Mas se os Meios de Comunicação Social são influenciados pelo poder governamental, será que também ambos não serão influenciados pela tecnologia ligada aos novos media? Eu responderia que sim. A imprensa há muito que anda a ser silenciada pelo forte poder divulgativo destas redes. Qualquer um pode fazer notícias, assim como qualquer um tem ao seu alcance um dispositivo móvel para se conectar a uma rede social, seja o Twitter, Facebook, Youtube ou Google. A ânsia não está relacionada com a espera pela próxima edição de um jornal para saber notícias em primeira mão, mas com o envio/receção de um número incalculável e instantâneo de informação nova a qualquer segundo do dia.
É lógico que as redes sociais são a maior influência aos media da última década e arrastam consigo questões políticas. Em 2010, tínhamos aos nossos olhos uma manifestação convocada no Facebook, na Primavera Árabe. Este manifesto resultou na derrocada de Hosni Mubarah, Ben Ali e Muammar Al-Kadhafi. A situação económica e política no Brasil em 2013, tampouco deixou margens para dúvidas e se desse início a uma manifestação que seguiu o mesmo rumo da anterior, começando o descontentamento nas redes sociais, que resultou numa mini reforma política, assim como o impeachment de Dilma Rousseff.
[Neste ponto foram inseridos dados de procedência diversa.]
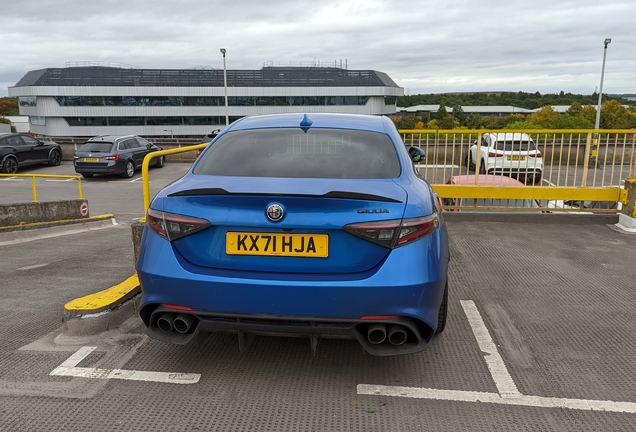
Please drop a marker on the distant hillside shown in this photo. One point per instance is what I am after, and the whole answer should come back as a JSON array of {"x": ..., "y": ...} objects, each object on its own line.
[{"x": 519, "y": 99}]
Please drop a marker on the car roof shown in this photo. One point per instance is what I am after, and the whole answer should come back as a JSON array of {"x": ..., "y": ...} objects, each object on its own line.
[
  {"x": 108, "y": 138},
  {"x": 484, "y": 180},
  {"x": 509, "y": 136},
  {"x": 318, "y": 120}
]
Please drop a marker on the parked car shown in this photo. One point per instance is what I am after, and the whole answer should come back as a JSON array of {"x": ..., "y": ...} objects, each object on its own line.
[
  {"x": 298, "y": 226},
  {"x": 114, "y": 154},
  {"x": 511, "y": 154},
  {"x": 482, "y": 204},
  {"x": 18, "y": 150}
]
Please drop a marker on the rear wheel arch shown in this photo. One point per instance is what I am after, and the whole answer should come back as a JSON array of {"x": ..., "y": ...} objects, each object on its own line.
[
  {"x": 129, "y": 169},
  {"x": 9, "y": 164}
]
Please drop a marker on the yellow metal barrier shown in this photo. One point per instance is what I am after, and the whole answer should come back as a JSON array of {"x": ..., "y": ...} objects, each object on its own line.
[
  {"x": 145, "y": 164},
  {"x": 569, "y": 169},
  {"x": 34, "y": 176}
]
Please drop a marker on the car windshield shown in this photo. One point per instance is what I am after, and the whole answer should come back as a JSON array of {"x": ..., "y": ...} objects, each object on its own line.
[
  {"x": 96, "y": 147},
  {"x": 292, "y": 153},
  {"x": 515, "y": 145}
]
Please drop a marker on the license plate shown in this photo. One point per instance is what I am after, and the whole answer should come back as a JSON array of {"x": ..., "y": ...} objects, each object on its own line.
[{"x": 271, "y": 244}]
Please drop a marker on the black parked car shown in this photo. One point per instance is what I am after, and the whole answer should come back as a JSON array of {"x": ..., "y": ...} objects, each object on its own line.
[
  {"x": 19, "y": 150},
  {"x": 114, "y": 154}
]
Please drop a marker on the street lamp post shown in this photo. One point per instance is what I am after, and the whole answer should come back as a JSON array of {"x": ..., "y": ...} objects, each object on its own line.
[
  {"x": 227, "y": 119},
  {"x": 598, "y": 107}
]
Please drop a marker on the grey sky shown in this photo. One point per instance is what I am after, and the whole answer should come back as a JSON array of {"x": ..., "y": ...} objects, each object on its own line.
[{"x": 425, "y": 46}]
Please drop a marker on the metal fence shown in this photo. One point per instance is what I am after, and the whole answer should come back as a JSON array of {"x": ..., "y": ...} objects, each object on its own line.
[{"x": 580, "y": 170}]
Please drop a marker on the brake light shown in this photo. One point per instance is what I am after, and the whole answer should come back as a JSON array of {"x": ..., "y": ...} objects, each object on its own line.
[
  {"x": 174, "y": 226},
  {"x": 176, "y": 307},
  {"x": 396, "y": 232}
]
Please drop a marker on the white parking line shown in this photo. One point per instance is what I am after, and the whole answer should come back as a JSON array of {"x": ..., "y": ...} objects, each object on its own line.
[
  {"x": 508, "y": 392},
  {"x": 496, "y": 365},
  {"x": 436, "y": 166},
  {"x": 69, "y": 368}
]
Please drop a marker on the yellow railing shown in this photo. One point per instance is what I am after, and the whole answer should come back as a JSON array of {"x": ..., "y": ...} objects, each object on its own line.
[
  {"x": 566, "y": 173},
  {"x": 55, "y": 176},
  {"x": 578, "y": 164},
  {"x": 145, "y": 165}
]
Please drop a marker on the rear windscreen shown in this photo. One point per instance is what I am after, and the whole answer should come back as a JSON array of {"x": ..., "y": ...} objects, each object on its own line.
[
  {"x": 292, "y": 153},
  {"x": 96, "y": 147}
]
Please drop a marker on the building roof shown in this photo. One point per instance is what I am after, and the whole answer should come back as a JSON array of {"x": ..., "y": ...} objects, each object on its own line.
[
  {"x": 265, "y": 77},
  {"x": 469, "y": 109}
]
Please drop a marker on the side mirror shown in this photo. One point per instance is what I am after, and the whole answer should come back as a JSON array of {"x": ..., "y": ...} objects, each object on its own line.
[{"x": 417, "y": 154}]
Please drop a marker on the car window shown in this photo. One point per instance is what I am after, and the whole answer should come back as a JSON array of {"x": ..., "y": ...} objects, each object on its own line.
[
  {"x": 96, "y": 147},
  {"x": 517, "y": 145},
  {"x": 142, "y": 142},
  {"x": 291, "y": 153},
  {"x": 30, "y": 140},
  {"x": 15, "y": 141}
]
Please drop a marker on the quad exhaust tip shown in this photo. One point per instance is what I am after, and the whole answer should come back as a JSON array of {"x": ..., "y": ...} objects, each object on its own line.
[{"x": 172, "y": 322}]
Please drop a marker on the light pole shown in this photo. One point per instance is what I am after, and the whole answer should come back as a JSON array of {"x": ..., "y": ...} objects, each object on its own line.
[
  {"x": 227, "y": 119},
  {"x": 606, "y": 42}
]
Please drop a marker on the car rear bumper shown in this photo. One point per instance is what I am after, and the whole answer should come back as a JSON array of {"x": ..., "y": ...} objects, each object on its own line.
[
  {"x": 391, "y": 294},
  {"x": 110, "y": 168}
]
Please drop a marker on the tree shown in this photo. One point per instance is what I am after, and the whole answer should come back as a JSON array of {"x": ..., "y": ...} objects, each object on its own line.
[
  {"x": 567, "y": 121},
  {"x": 575, "y": 109},
  {"x": 459, "y": 114},
  {"x": 474, "y": 121},
  {"x": 588, "y": 112},
  {"x": 613, "y": 115},
  {"x": 522, "y": 125},
  {"x": 544, "y": 117}
]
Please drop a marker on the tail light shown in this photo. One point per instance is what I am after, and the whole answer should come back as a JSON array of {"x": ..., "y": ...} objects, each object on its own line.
[
  {"x": 396, "y": 232},
  {"x": 174, "y": 226}
]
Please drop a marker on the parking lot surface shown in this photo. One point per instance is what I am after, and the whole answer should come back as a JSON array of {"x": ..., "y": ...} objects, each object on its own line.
[{"x": 540, "y": 336}]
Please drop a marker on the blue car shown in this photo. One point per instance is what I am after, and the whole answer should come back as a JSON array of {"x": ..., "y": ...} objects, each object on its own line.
[{"x": 312, "y": 225}]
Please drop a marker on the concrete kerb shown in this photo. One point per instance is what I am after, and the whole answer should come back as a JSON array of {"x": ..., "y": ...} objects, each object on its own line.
[{"x": 108, "y": 309}]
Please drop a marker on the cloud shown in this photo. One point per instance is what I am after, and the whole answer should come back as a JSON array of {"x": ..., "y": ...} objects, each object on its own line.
[{"x": 425, "y": 46}]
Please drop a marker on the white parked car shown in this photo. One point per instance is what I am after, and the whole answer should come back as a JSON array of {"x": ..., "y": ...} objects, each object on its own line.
[{"x": 511, "y": 154}]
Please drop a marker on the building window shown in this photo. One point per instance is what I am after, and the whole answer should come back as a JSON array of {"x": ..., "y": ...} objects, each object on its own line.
[
  {"x": 28, "y": 100},
  {"x": 146, "y": 121},
  {"x": 37, "y": 120},
  {"x": 173, "y": 101}
]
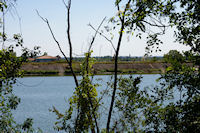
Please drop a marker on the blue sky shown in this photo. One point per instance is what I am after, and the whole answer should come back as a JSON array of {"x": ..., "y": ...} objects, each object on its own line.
[{"x": 83, "y": 12}]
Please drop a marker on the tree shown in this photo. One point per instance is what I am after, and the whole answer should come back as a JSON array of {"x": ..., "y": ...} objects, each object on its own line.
[{"x": 134, "y": 16}]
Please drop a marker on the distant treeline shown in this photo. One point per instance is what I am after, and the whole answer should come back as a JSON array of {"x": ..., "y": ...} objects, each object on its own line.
[{"x": 121, "y": 58}]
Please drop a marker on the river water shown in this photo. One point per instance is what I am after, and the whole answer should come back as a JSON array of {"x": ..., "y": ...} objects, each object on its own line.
[{"x": 39, "y": 94}]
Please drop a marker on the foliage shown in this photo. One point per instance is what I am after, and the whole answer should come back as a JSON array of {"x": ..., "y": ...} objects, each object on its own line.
[{"x": 84, "y": 102}]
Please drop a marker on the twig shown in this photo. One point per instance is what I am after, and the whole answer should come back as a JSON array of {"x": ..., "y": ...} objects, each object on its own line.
[{"x": 110, "y": 41}]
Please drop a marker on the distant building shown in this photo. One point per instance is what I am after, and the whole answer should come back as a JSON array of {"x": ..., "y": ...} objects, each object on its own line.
[{"x": 46, "y": 58}]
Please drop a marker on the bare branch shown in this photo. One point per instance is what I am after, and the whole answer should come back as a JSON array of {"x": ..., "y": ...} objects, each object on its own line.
[
  {"x": 109, "y": 40},
  {"x": 47, "y": 22},
  {"x": 122, "y": 19},
  {"x": 96, "y": 32}
]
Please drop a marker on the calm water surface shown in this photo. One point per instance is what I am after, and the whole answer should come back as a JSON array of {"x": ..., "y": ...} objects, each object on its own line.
[{"x": 39, "y": 94}]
Percebo que estes acontecimentos muito dificilmente teriam lugar nos Meios de Comunicação Social, e é esta a mudança que as redes sociais trazem consigo. Lançam as novidades e os meios fazem-se aproveitar dessas informações tecendo-as com o seu rigor jornalístico. Ao referir isto, não significa que ambas sejam independentes: a imprensa trabalha de forma integrada com as redes sociais, mantendo-se em contacto com o público.
Não é preciso aceder a uma base de dados para perceber que a imprensa perdeu leitores – pela pouca atualização noticiosa, assim como pelo preço e a falta de tempo que o leitor tem para dar às notícias. Passa-se a encontrar uma melhor opção nas redes socias, onde as pessoas se unem por causas. Mas se se perguntar à maioria dos cidadãos que utiliza redes sociais se a sua participação política aumentou com o uso destas… a maioria das respostas podem não ultrapassar um “talvez”.
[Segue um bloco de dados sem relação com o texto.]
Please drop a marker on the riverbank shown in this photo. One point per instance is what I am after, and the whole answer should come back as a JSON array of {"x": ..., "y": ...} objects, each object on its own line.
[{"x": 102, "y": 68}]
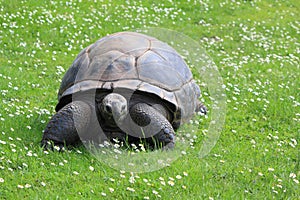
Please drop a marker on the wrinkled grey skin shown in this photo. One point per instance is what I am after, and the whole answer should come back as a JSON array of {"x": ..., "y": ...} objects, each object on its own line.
[{"x": 143, "y": 90}]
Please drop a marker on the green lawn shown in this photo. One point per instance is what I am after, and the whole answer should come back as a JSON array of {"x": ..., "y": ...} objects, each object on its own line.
[{"x": 255, "y": 45}]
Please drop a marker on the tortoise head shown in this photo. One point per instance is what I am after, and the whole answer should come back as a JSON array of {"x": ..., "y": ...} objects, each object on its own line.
[{"x": 114, "y": 108}]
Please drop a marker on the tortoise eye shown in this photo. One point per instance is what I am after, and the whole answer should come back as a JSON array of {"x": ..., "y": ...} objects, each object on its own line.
[{"x": 108, "y": 108}]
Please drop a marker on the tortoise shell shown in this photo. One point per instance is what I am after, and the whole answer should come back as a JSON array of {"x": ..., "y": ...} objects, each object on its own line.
[{"x": 136, "y": 62}]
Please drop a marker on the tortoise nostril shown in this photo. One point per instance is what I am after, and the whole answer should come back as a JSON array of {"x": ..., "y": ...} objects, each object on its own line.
[{"x": 108, "y": 108}]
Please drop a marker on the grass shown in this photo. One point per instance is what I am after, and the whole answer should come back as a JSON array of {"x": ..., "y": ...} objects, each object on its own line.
[{"x": 255, "y": 45}]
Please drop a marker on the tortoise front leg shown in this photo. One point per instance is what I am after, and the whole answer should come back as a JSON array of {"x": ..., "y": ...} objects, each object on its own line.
[
  {"x": 157, "y": 129},
  {"x": 61, "y": 129}
]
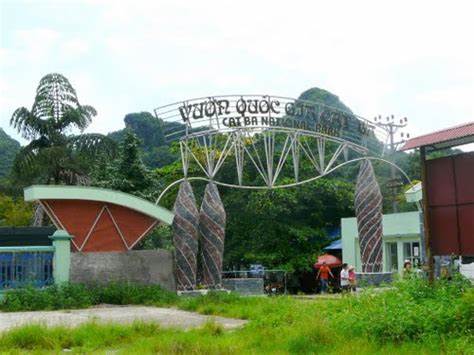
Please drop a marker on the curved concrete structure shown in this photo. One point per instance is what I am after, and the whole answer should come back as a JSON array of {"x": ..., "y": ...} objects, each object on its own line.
[{"x": 99, "y": 219}]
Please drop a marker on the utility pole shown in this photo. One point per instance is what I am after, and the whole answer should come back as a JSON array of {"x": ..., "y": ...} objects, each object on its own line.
[{"x": 392, "y": 127}]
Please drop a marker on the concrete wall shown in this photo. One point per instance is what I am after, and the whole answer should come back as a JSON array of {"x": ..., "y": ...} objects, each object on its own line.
[
  {"x": 136, "y": 266},
  {"x": 247, "y": 286}
]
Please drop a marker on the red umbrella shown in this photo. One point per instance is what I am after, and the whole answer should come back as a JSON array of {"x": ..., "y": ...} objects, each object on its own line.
[{"x": 330, "y": 261}]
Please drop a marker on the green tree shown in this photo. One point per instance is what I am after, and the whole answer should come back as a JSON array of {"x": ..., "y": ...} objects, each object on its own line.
[
  {"x": 151, "y": 131},
  {"x": 127, "y": 173},
  {"x": 55, "y": 154},
  {"x": 8, "y": 150},
  {"x": 14, "y": 213}
]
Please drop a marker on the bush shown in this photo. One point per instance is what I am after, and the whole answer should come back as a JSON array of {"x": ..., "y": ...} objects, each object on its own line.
[
  {"x": 70, "y": 296},
  {"x": 412, "y": 310}
]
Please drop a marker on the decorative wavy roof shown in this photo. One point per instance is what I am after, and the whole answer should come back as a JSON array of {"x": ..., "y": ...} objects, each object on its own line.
[{"x": 60, "y": 192}]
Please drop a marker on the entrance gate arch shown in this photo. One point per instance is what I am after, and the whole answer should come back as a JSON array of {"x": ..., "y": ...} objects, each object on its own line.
[{"x": 270, "y": 138}]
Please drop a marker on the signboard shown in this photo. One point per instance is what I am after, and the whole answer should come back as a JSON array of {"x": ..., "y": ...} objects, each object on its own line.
[{"x": 257, "y": 112}]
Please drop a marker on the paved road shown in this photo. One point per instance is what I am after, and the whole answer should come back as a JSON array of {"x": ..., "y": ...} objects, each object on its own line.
[{"x": 166, "y": 317}]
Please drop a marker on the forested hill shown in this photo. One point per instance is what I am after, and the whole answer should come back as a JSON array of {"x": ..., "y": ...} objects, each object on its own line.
[
  {"x": 155, "y": 150},
  {"x": 8, "y": 149}
]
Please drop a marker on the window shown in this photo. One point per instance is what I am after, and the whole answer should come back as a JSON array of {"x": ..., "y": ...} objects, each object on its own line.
[
  {"x": 392, "y": 256},
  {"x": 412, "y": 252}
]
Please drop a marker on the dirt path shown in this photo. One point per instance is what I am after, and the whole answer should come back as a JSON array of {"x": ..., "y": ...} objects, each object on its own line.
[{"x": 166, "y": 317}]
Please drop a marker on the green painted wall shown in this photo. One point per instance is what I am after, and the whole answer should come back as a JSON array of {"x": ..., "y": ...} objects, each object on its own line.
[{"x": 397, "y": 228}]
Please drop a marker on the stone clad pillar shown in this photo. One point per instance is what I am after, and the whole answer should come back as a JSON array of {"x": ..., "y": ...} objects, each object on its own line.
[
  {"x": 368, "y": 208},
  {"x": 62, "y": 256},
  {"x": 212, "y": 219},
  {"x": 185, "y": 237}
]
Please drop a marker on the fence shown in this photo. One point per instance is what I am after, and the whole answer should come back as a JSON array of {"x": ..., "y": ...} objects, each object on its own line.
[
  {"x": 23, "y": 266},
  {"x": 274, "y": 281},
  {"x": 36, "y": 266}
]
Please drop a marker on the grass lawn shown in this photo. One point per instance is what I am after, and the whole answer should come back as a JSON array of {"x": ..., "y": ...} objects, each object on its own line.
[{"x": 413, "y": 318}]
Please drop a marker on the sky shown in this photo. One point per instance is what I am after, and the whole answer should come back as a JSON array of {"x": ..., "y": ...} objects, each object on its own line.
[{"x": 411, "y": 59}]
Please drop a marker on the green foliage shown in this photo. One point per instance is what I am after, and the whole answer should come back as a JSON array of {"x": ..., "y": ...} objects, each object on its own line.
[
  {"x": 127, "y": 173},
  {"x": 14, "y": 213},
  {"x": 284, "y": 228},
  {"x": 8, "y": 150},
  {"x": 412, "y": 310},
  {"x": 73, "y": 296},
  {"x": 54, "y": 155},
  {"x": 411, "y": 318},
  {"x": 150, "y": 130}
]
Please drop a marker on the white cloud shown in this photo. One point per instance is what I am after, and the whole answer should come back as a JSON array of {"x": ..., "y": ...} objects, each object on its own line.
[{"x": 409, "y": 58}]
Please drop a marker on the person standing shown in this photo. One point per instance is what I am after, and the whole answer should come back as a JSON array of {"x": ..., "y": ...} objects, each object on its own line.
[
  {"x": 345, "y": 285},
  {"x": 323, "y": 274},
  {"x": 352, "y": 279}
]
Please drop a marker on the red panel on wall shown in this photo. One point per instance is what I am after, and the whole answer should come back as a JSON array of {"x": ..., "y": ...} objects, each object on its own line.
[
  {"x": 98, "y": 226},
  {"x": 464, "y": 169},
  {"x": 76, "y": 216},
  {"x": 132, "y": 224},
  {"x": 440, "y": 182},
  {"x": 450, "y": 187},
  {"x": 444, "y": 230},
  {"x": 466, "y": 226},
  {"x": 104, "y": 236}
]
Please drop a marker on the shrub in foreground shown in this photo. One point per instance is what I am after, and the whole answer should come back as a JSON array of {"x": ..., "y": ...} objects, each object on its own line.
[{"x": 412, "y": 310}]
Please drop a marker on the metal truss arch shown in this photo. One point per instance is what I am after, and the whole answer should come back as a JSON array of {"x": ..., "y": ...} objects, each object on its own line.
[{"x": 348, "y": 162}]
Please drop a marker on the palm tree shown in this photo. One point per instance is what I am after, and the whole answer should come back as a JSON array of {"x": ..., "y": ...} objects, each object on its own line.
[{"x": 55, "y": 154}]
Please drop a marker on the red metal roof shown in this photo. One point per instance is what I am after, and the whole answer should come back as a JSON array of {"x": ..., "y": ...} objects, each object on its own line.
[{"x": 445, "y": 138}]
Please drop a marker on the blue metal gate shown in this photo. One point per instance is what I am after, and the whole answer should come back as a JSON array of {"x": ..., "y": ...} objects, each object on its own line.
[{"x": 27, "y": 266}]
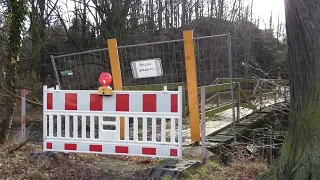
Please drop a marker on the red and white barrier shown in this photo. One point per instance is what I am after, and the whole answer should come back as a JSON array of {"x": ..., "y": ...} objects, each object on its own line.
[{"x": 82, "y": 121}]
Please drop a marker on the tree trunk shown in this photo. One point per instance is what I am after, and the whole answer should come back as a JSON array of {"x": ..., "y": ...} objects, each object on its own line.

Os ativistas fazem-se ouvir nestas plataformas, eu mesma me deparo com eles sempre que entro no Twitter. Estes seres opinativos geram o impacto social e político que um jornal nunca poderia proporcionar – a opinião pública é de maior dimensão, há troca acesa de palavras, há opinião, há maior força devido à multiplicação de informação. E é por isto que as redes sociais já são espaços que começam a ser levados em consideração nas pautas políticas.
No meio digital, os políticos falam não só com a imprensa, como também com a sociedade, com as pessoas. E isso podemos ver nas eleições, onde as campanhas e a “guerra” acontecem nas redes sociais. E já aconteceu. Veja-se o caso dos Estados Unidos, com o candidato republicano Donald Trump a vencer devido ao poder de propagação de informação, ligado à propaganda, com informação seja ela falsa ou verdadeira.
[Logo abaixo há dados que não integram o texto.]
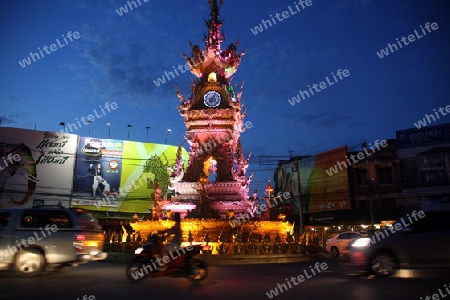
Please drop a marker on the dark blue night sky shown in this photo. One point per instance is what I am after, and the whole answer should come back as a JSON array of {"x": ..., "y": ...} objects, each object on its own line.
[{"x": 117, "y": 57}]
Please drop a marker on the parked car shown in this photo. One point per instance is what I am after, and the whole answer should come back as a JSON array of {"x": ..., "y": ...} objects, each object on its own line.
[
  {"x": 415, "y": 241},
  {"x": 339, "y": 244},
  {"x": 33, "y": 239}
]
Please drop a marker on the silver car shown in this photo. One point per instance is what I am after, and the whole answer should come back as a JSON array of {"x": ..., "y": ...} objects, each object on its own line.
[{"x": 33, "y": 239}]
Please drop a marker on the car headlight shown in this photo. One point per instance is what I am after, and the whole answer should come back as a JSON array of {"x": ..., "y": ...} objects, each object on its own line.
[{"x": 361, "y": 242}]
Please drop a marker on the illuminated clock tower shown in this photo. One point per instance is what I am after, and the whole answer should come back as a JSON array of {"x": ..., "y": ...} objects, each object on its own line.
[{"x": 213, "y": 115}]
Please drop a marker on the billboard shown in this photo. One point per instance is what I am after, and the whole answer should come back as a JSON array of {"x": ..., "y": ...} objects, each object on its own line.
[
  {"x": 97, "y": 172},
  {"x": 327, "y": 192},
  {"x": 424, "y": 155},
  {"x": 319, "y": 191},
  {"x": 36, "y": 167}
]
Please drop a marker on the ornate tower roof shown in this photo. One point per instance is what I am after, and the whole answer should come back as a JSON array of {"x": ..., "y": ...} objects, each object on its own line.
[{"x": 214, "y": 121}]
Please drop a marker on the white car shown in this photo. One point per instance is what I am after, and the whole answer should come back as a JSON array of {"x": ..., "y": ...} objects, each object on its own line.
[{"x": 340, "y": 243}]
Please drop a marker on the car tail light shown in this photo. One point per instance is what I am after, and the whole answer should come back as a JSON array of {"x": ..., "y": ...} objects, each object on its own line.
[
  {"x": 80, "y": 237},
  {"x": 358, "y": 257}
]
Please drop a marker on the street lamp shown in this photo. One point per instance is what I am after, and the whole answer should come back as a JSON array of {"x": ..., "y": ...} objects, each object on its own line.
[
  {"x": 371, "y": 187},
  {"x": 129, "y": 126},
  {"x": 109, "y": 129},
  {"x": 90, "y": 124},
  {"x": 167, "y": 136},
  {"x": 147, "y": 127}
]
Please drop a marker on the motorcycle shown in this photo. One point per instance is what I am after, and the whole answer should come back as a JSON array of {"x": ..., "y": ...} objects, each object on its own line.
[{"x": 184, "y": 263}]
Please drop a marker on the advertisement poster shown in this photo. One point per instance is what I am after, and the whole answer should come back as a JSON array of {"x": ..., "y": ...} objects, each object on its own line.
[
  {"x": 98, "y": 167},
  {"x": 117, "y": 175},
  {"x": 36, "y": 167},
  {"x": 329, "y": 193},
  {"x": 148, "y": 171},
  {"x": 319, "y": 191}
]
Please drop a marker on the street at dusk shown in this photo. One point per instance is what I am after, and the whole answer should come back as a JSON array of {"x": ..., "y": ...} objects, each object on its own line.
[{"x": 227, "y": 149}]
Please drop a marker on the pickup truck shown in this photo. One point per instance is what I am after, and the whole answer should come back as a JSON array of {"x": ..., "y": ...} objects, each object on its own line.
[{"x": 33, "y": 240}]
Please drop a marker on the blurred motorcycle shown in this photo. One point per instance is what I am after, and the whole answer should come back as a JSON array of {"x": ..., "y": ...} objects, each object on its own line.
[{"x": 181, "y": 262}]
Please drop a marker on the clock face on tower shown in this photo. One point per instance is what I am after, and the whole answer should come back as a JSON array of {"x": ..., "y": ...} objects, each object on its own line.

Mas podemos entrar mais em detalhe no caso Trump. A sua campanha eleitoral às presidenciais de 2016 foi impulsionada pela empresa britânica Cambridge Analytica que, com a sua estratégia de propaganda, ajudou Trump a vencer. Aqui, plataformas digitais como o Google, Youtube, Snapchat, Twitter e Facebook deram aso ao que viria a dar votos ao atual Presidente, com técnicas para direcionar mensagens que foram visualizadas milhares de vezes, de maneira a atingirem os eleitores certos e tendo em conta a sua informação geográfica.
A verdade é que são estratégias que ajudam tanto a nível mediático, como político e económico. Todas são influenciadas e influenciáveis. É claro que o que diferencia as relações entre os poderes económico e político e a Comunicação Social é a difícil perceção de perceber onde acaba a interferência política e começa a económica, mas a liberdade de expressão nunca é oprimida ou proibida, uma vez que toda a gente tem espaço para exprimir-se. O dever do jornalista é ser independente, resistir e denunciar as pressões.